1 1/2 pounds of minced and/or ground veal
4 pounds of minced and/or ground pork
2 cups of beef broth
3 cups of white wine
1 cup of currants
1 cup of chopped dates
1/4 teaspoon saffron
2 Tablespoons sugar
1 Tablespoon powdered ginger
salt to taste
5 eggs

  • In a large skillet or Dutch oven (the 'faire pot'), brown all the meat together. Add the broth and white wine and let in simmer over low heat for an hour or more ('tille it be enoughe').
  • Now add the dates and currants and cook for 15 minutes more. After adding the fruit, line two deep dish pie crusts with pastry. Remove the meat and fruit with a slotted spoon to a large ceramic dish and move away from the oven to cool.
  • Add another two cups of wine and a cup of broth and your seasonings to the liquid and bring just to a boil. At the same time, beat four eggs together. Dribble a few spoonfuls of the hot liquid slowly into the eggs while beating continuously.
  • Turn down your heat as low as possible and slowly pour the egg mixture into the simmering liquid while beating continuously. (These last procedures work best with two pairs of hands.) Keep stirring with a whisk until the liquid thickens well and remove from heat.
  • Spoon the meat and fruit mixture back into the thickened sauce and mix well to coat. Then spoon the filling into the pie shells, being sure to use all of the sauce.
  • Cover with a top crust of pastry and crimp the edges with your fingers. Beat up the last egg and brush it over the top of the crust. Use a sharp knife to cut a few small slits (for steam) in a decorative pattern in the crust.
  • Bake at 350o for thirty minutes. Remove from the oven and cool for at least 20 minutes. You can then serve the pies hot, or place them in the refrigerator to cool thoroughly.

Some Commentary

I became interested in period recipes for meat pies after learning to bake mincemeat pies from my great-aunt. She was born in 1876 and learned to cook in an era of woodstoves and no refrigeration. Her pies, made for the holidays, bore little resemblance to the modern mincemeat that is mainly candied fruit and perhaps a little suet. Their main ingredients were beef brisket, cooked and 'flaked' and chopped, and brandy, with some raisins and citron for flavor. There are quite a few meat pie recipes in the medieval and renaissance corpus. Most tend to have been a mix of meats that include birds (whole or in large pieces) and other types of game. I like the 'Pies of Parys' recipe because it seems more of a precursor of the later mincemeat - all the meat is chopped small and fruit and liquor are added. The liquor used is wine instead of brandy, but that makes sense for the period from which it comes.

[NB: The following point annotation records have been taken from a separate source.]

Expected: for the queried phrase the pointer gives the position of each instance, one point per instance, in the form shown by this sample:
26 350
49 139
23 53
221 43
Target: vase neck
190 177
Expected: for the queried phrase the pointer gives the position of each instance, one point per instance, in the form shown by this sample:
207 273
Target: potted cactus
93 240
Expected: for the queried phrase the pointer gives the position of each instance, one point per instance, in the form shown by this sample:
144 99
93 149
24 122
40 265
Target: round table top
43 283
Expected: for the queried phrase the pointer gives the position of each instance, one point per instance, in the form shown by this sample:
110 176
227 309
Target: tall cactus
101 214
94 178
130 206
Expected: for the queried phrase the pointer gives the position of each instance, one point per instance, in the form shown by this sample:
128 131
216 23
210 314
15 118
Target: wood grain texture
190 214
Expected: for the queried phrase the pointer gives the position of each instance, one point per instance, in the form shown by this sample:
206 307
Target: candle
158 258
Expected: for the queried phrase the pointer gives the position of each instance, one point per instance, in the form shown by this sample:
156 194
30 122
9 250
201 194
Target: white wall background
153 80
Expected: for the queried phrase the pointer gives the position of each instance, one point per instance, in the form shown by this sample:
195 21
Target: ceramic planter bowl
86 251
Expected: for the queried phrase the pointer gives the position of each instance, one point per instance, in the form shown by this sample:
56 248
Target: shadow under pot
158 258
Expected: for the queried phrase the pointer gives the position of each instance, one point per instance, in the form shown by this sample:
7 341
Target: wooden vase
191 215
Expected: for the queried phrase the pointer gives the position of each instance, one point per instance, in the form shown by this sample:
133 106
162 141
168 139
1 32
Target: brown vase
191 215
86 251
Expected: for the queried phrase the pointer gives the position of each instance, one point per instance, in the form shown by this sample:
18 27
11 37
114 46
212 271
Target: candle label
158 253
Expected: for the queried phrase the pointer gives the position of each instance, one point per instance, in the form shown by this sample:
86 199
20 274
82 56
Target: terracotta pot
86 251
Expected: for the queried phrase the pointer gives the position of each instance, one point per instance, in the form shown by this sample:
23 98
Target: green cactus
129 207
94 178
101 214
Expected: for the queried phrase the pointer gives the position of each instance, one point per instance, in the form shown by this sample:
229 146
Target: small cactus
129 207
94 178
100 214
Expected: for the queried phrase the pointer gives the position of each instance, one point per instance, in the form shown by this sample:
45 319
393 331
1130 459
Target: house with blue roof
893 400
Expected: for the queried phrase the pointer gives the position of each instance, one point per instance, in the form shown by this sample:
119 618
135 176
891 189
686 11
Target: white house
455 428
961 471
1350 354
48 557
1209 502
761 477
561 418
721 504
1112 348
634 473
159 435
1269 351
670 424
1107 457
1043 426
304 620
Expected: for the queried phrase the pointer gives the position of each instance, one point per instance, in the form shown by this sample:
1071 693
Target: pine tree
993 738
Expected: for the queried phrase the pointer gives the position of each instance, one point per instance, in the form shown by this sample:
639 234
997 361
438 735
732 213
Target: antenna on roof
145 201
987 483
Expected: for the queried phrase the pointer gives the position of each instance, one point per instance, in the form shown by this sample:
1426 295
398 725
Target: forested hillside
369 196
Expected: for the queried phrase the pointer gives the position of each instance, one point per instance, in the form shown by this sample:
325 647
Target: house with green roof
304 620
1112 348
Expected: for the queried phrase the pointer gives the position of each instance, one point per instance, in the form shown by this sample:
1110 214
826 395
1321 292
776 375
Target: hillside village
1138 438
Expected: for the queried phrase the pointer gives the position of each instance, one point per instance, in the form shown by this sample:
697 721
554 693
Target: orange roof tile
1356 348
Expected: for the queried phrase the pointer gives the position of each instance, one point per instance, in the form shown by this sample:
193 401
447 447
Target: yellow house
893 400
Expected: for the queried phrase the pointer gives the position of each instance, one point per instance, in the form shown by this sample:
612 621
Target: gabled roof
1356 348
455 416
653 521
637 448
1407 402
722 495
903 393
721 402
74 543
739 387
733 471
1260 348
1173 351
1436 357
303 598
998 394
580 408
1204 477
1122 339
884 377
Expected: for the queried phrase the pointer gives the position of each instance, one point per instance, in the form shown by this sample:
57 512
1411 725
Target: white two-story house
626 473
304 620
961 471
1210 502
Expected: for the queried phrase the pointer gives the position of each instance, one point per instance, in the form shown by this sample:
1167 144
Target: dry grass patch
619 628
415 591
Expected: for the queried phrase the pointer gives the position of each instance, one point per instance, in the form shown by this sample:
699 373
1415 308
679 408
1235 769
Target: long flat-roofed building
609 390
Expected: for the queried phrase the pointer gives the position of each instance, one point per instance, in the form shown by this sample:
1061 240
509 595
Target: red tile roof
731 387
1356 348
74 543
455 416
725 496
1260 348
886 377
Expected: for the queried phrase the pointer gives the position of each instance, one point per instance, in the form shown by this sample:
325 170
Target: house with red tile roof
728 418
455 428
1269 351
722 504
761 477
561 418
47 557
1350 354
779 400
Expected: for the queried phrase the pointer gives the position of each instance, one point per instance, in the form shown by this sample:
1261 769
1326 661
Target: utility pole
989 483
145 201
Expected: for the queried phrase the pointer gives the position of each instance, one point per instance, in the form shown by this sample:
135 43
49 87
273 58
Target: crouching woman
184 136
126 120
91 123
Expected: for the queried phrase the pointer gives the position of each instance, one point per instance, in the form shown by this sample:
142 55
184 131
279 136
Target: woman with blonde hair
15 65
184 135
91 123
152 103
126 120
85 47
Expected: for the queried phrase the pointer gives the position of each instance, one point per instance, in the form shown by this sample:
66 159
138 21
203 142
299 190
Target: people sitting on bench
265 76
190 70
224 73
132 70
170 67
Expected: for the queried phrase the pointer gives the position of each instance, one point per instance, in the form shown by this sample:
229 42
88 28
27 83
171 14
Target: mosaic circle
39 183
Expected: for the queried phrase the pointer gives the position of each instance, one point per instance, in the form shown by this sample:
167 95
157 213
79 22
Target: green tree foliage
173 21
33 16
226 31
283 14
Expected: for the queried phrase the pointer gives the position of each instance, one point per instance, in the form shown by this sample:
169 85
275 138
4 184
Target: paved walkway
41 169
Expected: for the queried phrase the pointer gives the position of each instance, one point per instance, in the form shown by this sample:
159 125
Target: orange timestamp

I have used this recipe to pre-bake large numbers of pies to serve at SCA feasts. A pie of this size will serve good portions to eight to ten people (servings containing a quarter pound to a third of a pound of meat) - making it ideal to serve as a hearty meat course at a feast where you can very easily provide one pie per table. It works well because several people can each cook up two to four pies and bring them to the feast, thereby saving oven space at the event. When working on a feast budget, I usually stretch the meat by adding two to three chopped apples to each pie. This mix has an excellent and appealing flavor, but would probably not have been common in period since veal (a spring meat) and apples (a fall fruit) would not often have been eaten together. However, if you premise stored or dried apples saved through the winter, or pies made largely of pork, perhaps with beef instead of veal, the mix is not out of the question.

In this redaction, I have tried to keep closely to the original recipe, although I did add saffron for both flavor and color. I used a basic white jug wine, and used a mix of ground and chopped veal mixed with chopped pork. Modern cooks would probably add the seasonings to the filling while it simmered, but it seems to me quite clear that the period method was to add the seasonings to the liquid after the meat had been removed. No quantities are given for the spices, so I use proportions that I find yield a pleasing flavor.